Je suis dans une magnifique vallée: l'herbe est verte, des papillons volettent par-ci par-là, et le soleil diffuse une douce chaleur. Je me met à marcher, convaincue par je ne sais quel instinct que je dois me diriger dans cette direction J'en suis sûre, c'est ma destinée. Tandis que je marche, je suis apaisée. Les oiseaux chantent, le vent est doux et la terre est agréablement meuble sous mes pieds. Mais l'environnement change petit à petit. La terre est trop meuble, je m'enfonce dedans. Le vent est plus insistant, plus froid. On ne voit plus le soleil, recouvert par de menaçants nuages noirs. Les oiseaux chantent, mais d'une manière désagréable, dérangeante. Il se passe quelque chose. Paniquée, je tente de m'enfuir mais je m'enfonce dans le sol. J'essaie de me dégager de cette maudite terre, mais mes pieds ne répondent plus. Et, inlassablement, je m'enfonce. Je ne peux plus respirer. La terre est rentrée dans ma bouche. Je sens la vie qui grouille, mais moi je veux juste sortir de ce guêpier. Soudain, je respire. Je me rends compte que je suis en réalité sous terre, dans une grotte. Il y a des stalactites et es stalagmites. De l'eau goutte, dans un ploc ploc qui pourrait être apaisant si je n'étais pas tombée dans une grotte. A ma gauche, se trouve un lac. Il est transparent au bord, mais l'eau au centre est noire, inquiétante. Tout comme avec la plaine, je suis attirée par le lac. Mais mon esprit refuse, sens que c'est encore un piège.
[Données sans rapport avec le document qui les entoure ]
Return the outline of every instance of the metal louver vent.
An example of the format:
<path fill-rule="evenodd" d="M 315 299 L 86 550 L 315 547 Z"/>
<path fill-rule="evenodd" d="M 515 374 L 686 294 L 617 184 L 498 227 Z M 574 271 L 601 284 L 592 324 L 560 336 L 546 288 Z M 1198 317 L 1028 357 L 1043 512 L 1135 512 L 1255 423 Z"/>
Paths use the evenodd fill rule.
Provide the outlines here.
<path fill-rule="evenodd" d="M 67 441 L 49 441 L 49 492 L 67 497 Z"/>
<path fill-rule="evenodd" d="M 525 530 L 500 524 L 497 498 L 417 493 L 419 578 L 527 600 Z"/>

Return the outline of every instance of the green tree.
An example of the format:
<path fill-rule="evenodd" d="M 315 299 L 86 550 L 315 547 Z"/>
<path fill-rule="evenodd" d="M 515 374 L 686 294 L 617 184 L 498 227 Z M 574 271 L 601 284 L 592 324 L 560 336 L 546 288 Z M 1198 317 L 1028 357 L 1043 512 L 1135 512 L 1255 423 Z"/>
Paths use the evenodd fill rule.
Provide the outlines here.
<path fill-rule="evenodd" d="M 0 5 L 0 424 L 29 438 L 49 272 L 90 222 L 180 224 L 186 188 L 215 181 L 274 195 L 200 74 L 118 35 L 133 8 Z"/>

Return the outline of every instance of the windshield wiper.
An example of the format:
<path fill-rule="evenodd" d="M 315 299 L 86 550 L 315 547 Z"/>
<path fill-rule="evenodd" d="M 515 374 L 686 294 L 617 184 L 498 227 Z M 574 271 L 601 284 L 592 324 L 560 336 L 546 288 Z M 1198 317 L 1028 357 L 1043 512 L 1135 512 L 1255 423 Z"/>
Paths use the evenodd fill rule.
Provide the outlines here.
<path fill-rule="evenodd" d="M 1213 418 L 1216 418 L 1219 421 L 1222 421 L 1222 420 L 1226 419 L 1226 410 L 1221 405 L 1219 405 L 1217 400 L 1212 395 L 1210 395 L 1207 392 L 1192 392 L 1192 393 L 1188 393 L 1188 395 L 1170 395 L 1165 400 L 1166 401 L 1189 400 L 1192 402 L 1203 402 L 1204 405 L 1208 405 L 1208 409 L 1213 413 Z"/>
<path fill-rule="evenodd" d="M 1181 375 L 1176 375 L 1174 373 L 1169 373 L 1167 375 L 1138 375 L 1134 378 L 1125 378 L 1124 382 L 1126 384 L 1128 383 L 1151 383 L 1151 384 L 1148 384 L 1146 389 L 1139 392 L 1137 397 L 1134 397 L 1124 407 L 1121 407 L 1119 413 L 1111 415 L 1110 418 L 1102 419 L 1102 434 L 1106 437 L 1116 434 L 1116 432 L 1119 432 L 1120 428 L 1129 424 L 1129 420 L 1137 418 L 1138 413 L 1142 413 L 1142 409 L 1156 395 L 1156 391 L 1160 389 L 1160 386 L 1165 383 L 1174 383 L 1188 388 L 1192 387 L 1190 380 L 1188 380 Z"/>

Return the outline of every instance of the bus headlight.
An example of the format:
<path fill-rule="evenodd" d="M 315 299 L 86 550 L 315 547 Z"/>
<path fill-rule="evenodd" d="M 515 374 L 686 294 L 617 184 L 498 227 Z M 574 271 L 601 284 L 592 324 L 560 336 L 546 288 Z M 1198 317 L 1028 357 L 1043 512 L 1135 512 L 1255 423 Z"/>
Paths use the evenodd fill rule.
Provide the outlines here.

Malgré tous ces efforts, la raison de mon rêve est la plus forte: j'ai à présent de l'eau jusqu'aux chevilles. C'est un eau glaciale, qui mord sans ménagement mon corps à mesure que je m'enfonce dans le lac souterrain. 

Je suis à présent complètement immergée, en apesanteur. Etrangement, je me sens bien. Je n'ai pas besoin de respirer. Je reste figée quelques instants, puis j'entrevois une lueur du fond du lac. Quelques poissons me frôlent, mais je n'en fais aucun cas. Je suis calme, tranquille. En un mot: bien. Je pourrais rester dans ces lac, ce sanctuaire pendant des jours et des jours. Je suis au-dessus de l'agitation du monde, de mes problèmes. Problèmes. Ce mot seul déclenche en moi une tempête: je suffoque, je dois respir...

Je me redresse, en sueur. Ce n'était qu'un maudit rêve. Un de plus. 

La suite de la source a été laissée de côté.